Transparenz innerhalb des Justizsystems

Zweitägiger Erfahrungsaustausch und Fachgespräche zur Transparenz im Strafverfahren mit den Teilnehmenden des jordanischen Justizrats.
Zweitägiger Erfahrungsaustausch und Fachgespräche zur Transparenz im Strafverfahren mit den Teilnehmenden des jordanischen Justizrats.
Jordanien

Jordanien verfolgt bis 2026 einen strategischen Plan, der unter anderem eine Justizreform anstrebt, die transparentere und effizientere Strafgerichtsverfahren zum Ziel hat. In diesem Kontext fand im Rahmen des Projektes Effizienzsteigerung im Strafverfahren, welches die IRZ in Kooperation mit dem jordanischen Justizministerium und dem jordanischen Justizrat umsetzt, am 6. und 7. März 2023 ein Seminar zum Thema Transparenzsteigerung im Strafverfahren statt. Die Veranstaltung ist Teil des vom Auswärtigen Amt geförderten Projekts „Förderung der Rechtssicherheit: Unterstützung strafrechtlicher Reformen in Jordanien (2020-2023)“.

Zum Auftakt des Seminars wies Richter Ali Al-Muslimi, Generalsekretär des Justizrats, in seiner Begrüßung auf das große Interesse der jordanischen Partner und die Wichtigkeit der gemeinsamen Zusammenarbeit hin.

Der Fokus des ersten Seminartags lag auf der Information der Öffentlichkeit über Strafverfahren und dem Zugang der Bürgerinnen und Bürger zur Hauptverhandlung. Generalstaatsanwalt für Steuerrecht, Richter Abdullah Abu Al Ghanem, ging in seinem Beitrag auf das Grundprinzip der Öffentlichkeit im jordanischen Strafverfahren ein, Fernando Sanchez-Hermosilla, Vorsitzender Richter am Landgericht Karlsruhe, stellte das entsprechende Grundprinzip im deutschen Recht vor. Dabei zeigten die Referierenden die Gemeinsamkeiten der deutschen und jordanischen Umsetzung auf. In der anschließenden Diskussion stand die Videovernehmung im Fokus – ein Themenbereich mit besonders hoher Relevanz für die jordanischen Partner, da derzeit eine entsprechende Gesetzesänderung für die Durchführung von Videoübertragungen der Vernehmungen bei besonders schutzwürdigen Personen erarbeitet wird. Weitere zentrale Themen waren der Anwesenheitsgrundsatz im Strafverfahren und die Online-Zeugenvernehmung durch die Staatsanwaltschaft. Johannes Mocken, Staatsanwalt des Oberlandesgerichts Köln rundete den ersten Seminartag mit seinem Vortrag über die Rolle des Pressesprechers zur Information der Öffentlichkeit über Strafverfahren ab.

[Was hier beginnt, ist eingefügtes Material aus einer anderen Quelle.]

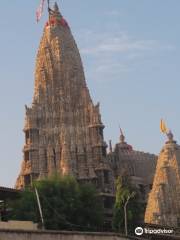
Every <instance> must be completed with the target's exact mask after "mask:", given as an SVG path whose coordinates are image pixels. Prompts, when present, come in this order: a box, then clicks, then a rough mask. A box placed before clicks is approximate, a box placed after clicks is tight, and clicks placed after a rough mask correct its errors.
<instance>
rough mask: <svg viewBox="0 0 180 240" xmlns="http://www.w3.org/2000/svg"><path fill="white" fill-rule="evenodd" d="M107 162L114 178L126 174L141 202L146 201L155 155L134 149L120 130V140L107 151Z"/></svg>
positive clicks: (116, 177)
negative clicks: (133, 187) (135, 190)
mask: <svg viewBox="0 0 180 240" xmlns="http://www.w3.org/2000/svg"><path fill="white" fill-rule="evenodd" d="M108 162H109V164H110V166H111V169H112V170H113V173H114V178H115V179H116V178H117V177H118V176H127V177H128V178H129V180H130V181H131V184H132V185H133V186H134V187H135V188H136V189H137V190H138V192H139V196H140V199H141V201H142V202H144V203H146V202H147V197H148V193H149V191H150V189H151V188H152V182H153V177H154V172H155V168H156V163H157V156H156V155H154V154H150V153H145V152H141V151H136V150H134V149H133V147H132V146H131V145H129V144H127V143H126V142H125V136H124V134H123V132H122V130H121V135H120V142H119V143H117V144H116V145H115V147H114V150H113V149H112V146H111V143H110V151H109V153H108Z"/></svg>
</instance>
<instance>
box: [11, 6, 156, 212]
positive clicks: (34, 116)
mask: <svg viewBox="0 0 180 240" xmlns="http://www.w3.org/2000/svg"><path fill="white" fill-rule="evenodd" d="M103 129H104V125H103V123H102V121H101V115H100V110H99V104H97V105H94V104H93V102H92V100H91V97H90V94H89V91H88V88H87V86H86V82H85V76H84V70H83V66H82V62H81V58H80V54H79V51H78V48H77V45H76V43H75V41H74V38H73V36H72V34H71V30H70V28H69V25H68V23H67V22H66V20H65V19H64V18H63V17H62V15H61V13H60V12H59V9H58V6H57V4H55V6H54V10H52V11H51V12H50V17H49V21H48V22H47V23H46V25H45V27H44V33H43V36H42V39H41V42H40V46H39V50H38V53H37V59H36V69H35V89H34V97H33V102H32V106H30V107H27V106H26V117H25V126H24V133H25V145H24V148H23V153H24V157H23V161H22V166H21V172H20V174H19V177H18V179H17V182H16V188H18V189H21V188H23V187H24V186H26V185H30V184H31V183H32V181H33V180H36V179H42V178H44V177H48V176H51V175H52V174H54V173H59V174H70V175H73V176H75V177H76V178H77V179H78V180H79V181H89V182H92V183H94V184H95V185H96V187H97V189H99V191H100V192H101V193H103V194H104V195H103V196H104V200H105V201H106V200H107V198H108V197H109V199H110V202H111V203H110V205H112V202H113V199H114V179H115V178H116V177H117V176H118V175H121V174H123V171H126V172H128V175H129V176H130V177H131V180H132V182H133V184H135V185H137V186H138V187H139V188H140V189H141V190H142V192H143V194H144V195H143V196H144V198H145V196H146V193H147V192H148V191H149V189H148V188H147V186H148V187H149V186H150V185H151V184H152V178H153V174H154V170H155V164H156V156H155V155H152V154H148V153H142V152H138V151H134V150H133V149H132V147H131V146H129V145H128V144H127V143H126V142H125V141H124V136H123V134H121V137H120V143H118V144H116V146H115V149H114V150H112V147H111V150H110V153H109V154H107V153H106V148H107V145H106V143H105V141H104V137H103ZM145 169H147V171H146V170H145ZM145 187H146V189H144V188H145ZM147 189H148V190H147ZM105 205H108V206H107V208H109V200H108V201H107V204H105ZM111 207H112V206H111ZM111 212H112V208H111Z"/></svg>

Der zweite Seminartag zeigte vermehrt die Unterschiede beider Rechtssysteme auf. Dabei standen die Themen das Recht des Beschuldigten auf einen Rechtsbeistand und auf Akteneinsicht sowie die Ausgestaltung der Kooperation zwischen Polizei und Staatsanwaltschaft im Vordergrund. Im Jordanischen Strafverfahren muss ein Pflichtverteidiger erst dann gestellt werden und während des ganzen Verfahrens anwesend sein, wenn dem Beschuldigten eine Haftstrafe von mindestens zehn Jahren oder die Todesstrafe droht. Bei Verbrechen, die eine Haftstrafe unter zehn Jahren vorsehen, kann durch den Beschuldigten ein Antrag auf Stellung eines Pflichtverteidigers eingereicht werden, sofern ihm ein monatliches Einkommen von weniger als 400 JOD (entspricht 524.86 EUR) zur Verfügung steht. Hintergrund für diese Regelung sind unter anderem mangelnde finanzielle Ressourcen des jordanischen Strafverfahrens.

Seinen Abschluss fand das zweitägige Seminar mit einem Beitrag von Jürgen Marten, Kriminaldirektor und Dezernatsleiter des Landeskriminalamts Nordrhein-Westfalen, über die Ausgestaltung der Kooperation zwischen Polizei und Staatsanwaltschaft.

An die Veranstaltung werden im Laufe des Jahres weitere Maßnahmen anknüpfen, wie beispielsweise ein „Training of Trainers“ zum Thema Tatsachenfeststellung bei Gericht und Techniken der Zeugenvernehmung sowie ein Seminar zur Effizienzsteigerung des Strafverfahrens.

Die IRZ dankt den Experten und Teilnehmenden des jordanischen Justizrats für den zielführenden Erfahrungsaustausch, die erfolgreiche Zusammenarbeit und freut sich auf die weiteren Veranstaltungen.